Russell ralluma une cigarette avec la fin de la précédente. Une voiture arriva sur l’aire de repos et un petit garçon jaillit de la banquette arrière et courut aux toilettes et son père lui courut après en lui disant retiens-toi retiens-toi.

« Peut-être que si vous me racontiez ce qui se passe je pourrais trouver un moyen de vous aider, dit Russell.

— Et peut-être que Jésus va descendre de ses grands chevaux et venir nous préparer un bon petit gueuleton.

— Peut-être bien.

— Mais sans doute pas.

— Mais peut-être.

— J’ai fait quelque chose que n’importe qui d’autre aurait fait et c’est fini et voilà c’est comme ça.

— Et vous le referiez ?

— Je vois pas pourquoi je le referais pas.

— Eh bah, alors, arrêtez de vous inquiéter.

— Vous savez comme moi que c’est pas comme ça que ça marche. »

Il enleva les balles du barillet puis lui rendit le revolver.
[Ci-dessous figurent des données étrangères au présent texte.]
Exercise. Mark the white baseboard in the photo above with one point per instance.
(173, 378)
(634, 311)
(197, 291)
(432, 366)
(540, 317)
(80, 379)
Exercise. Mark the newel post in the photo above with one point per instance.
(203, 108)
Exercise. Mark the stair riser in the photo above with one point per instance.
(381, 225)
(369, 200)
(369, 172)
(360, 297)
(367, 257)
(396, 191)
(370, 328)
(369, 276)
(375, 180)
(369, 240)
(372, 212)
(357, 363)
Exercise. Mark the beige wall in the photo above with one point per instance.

Glissa les balles dans sa poche de poitrine.

« Le truc, c’est que vous savez pas ce que je peux ou ce que je peux pas faire. Soit je peux vous aider, soit je peux pas. C’est pas plus compliqué. Mais vous le saurez pas comme ça. Et j’ai comme l’impression que vous avez pas grand-chose à perdre. »

La fillette termina sa friandise, sauta de la table et se rapprocha d’eux, les yeux rivés au sol et mettant un pied devant l’autre comme si elle marchait sur un fil. Maben se retourna vers Russell qui se grattait la barbe.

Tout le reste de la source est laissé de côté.